Leaving Olaf that rainy night I realized I had consumed far too much Hunter S. Thompson in the past week and far too much rum in the past hour. Out of the one hundred or so listens to Digits and Lines I think over twenty were mine. It was 3am and I had still not found the Garden State Parkway driving around in my car.
If I really was a replicant, a biological robot automata with implanted memories, who did these memories belong to? How does an automata find meaning if duality is really a condition and you are an automata made to exist on one side of this split existence? Damn Rene Descartes.
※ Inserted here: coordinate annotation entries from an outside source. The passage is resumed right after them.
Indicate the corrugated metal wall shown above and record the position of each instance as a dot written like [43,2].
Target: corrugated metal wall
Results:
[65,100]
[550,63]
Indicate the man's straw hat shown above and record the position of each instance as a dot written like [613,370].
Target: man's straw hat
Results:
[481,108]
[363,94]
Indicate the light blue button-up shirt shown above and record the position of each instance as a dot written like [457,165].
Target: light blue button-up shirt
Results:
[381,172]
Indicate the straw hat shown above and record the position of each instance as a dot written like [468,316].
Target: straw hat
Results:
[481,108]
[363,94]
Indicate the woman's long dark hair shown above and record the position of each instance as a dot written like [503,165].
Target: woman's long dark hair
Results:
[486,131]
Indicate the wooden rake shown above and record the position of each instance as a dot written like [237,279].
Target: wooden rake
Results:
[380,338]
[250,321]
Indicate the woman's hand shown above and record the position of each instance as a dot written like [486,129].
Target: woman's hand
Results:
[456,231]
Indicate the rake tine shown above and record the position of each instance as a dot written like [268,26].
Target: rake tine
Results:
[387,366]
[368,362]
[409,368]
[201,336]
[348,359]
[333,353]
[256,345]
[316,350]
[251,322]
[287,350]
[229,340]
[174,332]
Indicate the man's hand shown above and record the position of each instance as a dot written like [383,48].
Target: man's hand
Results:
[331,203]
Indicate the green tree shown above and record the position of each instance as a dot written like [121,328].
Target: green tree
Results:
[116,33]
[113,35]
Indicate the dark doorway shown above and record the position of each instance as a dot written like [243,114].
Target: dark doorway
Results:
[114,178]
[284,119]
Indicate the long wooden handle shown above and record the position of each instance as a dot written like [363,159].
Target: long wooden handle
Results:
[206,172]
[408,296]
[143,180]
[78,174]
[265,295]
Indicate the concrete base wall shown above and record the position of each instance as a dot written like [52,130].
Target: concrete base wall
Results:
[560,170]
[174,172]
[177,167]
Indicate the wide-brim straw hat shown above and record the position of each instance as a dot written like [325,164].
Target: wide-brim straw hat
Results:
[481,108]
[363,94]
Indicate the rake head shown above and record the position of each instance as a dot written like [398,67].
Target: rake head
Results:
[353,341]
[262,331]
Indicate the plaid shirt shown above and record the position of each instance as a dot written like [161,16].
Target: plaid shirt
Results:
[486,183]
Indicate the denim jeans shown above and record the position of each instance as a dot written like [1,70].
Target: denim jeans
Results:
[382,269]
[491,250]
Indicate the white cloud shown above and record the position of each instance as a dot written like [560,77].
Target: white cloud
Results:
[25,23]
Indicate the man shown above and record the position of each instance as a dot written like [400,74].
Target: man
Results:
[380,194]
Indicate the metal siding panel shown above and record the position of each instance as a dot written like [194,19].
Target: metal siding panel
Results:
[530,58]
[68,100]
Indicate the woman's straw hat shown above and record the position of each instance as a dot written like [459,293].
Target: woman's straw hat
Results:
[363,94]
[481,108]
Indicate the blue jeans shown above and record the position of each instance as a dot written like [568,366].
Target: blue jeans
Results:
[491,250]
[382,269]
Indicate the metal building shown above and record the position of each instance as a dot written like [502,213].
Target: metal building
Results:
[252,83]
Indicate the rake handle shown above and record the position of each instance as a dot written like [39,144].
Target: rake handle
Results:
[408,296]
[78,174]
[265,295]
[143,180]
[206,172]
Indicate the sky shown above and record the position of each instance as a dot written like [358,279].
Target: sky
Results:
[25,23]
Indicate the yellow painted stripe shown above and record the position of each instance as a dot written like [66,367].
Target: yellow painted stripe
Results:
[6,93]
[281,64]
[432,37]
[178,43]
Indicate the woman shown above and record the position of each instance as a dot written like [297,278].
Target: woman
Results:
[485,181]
The Ennis House by Frank Lloyd Wright is in the movie Blade Runner as the backdrop for the Blade Runner’s apartment. A Blade Runner is the human that retires (kills) replicants. At Architecture Discovery Program at Washington University in St. Louis (Wash U) they screened Blade Runner for us so that we could learn about the Ennis House. My first studio all-nighter experience and first déjà vu experience occurred at Wash U. If someone had asked me, I could of performed the next five seconds of everyone’s interactive performance at the studio jury.
When meaning is unattainable it can best be found in obscure repetitive inanimate objects, like the blocks in the Ennis House. These blocks are surely loaded with meaningful patterns, their inanimate redundancy asks for subjective interpretation, unless of course Frank Lloyd Wright was trying to build something cryptic alluding to some Masonic order.
If I was going to find the Garden State Parkway after this much rum I needed signs, signs that repeated at each turn letting me know my path as a vessel was heading somewhere. The memories were not mine, I was just a replicant, so I hoped I had enough borrowed memories to put patterns together and find a meaningful path. After all, this is how humans learn according to Jeff Hawkins thanks to the Neocortex, the evolutionary difference between humans and animal automata. Could my memories be parametric? Not all Garden State Parkway signs look alike or appear the same way in the rain under my car’s headlights.
I was certain the answer to everything that moment was in the Ennis blocks. I pulled off to the shoulder and opened my laptop. I began tracing images of the blocks found on the internet in the computer. I ran mathematical formulas based on the dimensions including Albrecht Dürer magic square. I looked for prime numbers in the dimensions. I found possible sieve of Eratosthenes solutions and had a hard time finding golden mean proportions. I was nearly certain traces of the Sigma Code based on Cecil Balmond's book “Number 9” were visible.
As the sun began to rise and my laptop battery was about to die I thought I had come close to solving the Ennis Block pattern. Having not slept all night a moment of déjà vu occurred…A bird flew by me from the right and a cop car drove by me from the left.
Were my borrowed memories ahead of schedule? There were not enough memories to inform me on how to interact with the cop before he knocked on my window. The cop reversed quickly and stepped out to approach my vehicle.
"Meditations on First Philosophy in which the Existence of God and the Distinction between the Soul and the Body are Demonstrated" - Rene Descartes, 1641
"On Intelligence", Jeff Hawkins with Sandra Blakeslee, 2004
"Number 9", Cecil Balmond, 1998
Random True Note:
Two others in the Washington University Discovery Program (1996) photo graduated with the author of blog at the same school of architecture at University of Kansas same year, 6 years later...
The following blogs are Interviews performed in the summer of 2013 with a man full of random thoughts and legendary type of architectural experiences. Olaf is his real first name. I (Chris Teeter) knew his son Tom from my studies at University of Kansas and randomly ran into Tom in 2012 in NYC. We reminisced about all the great stories Tom had told me about his immigrant architect father. Given my boredom with the profession I requested an interview with this now insane man. Archifiction.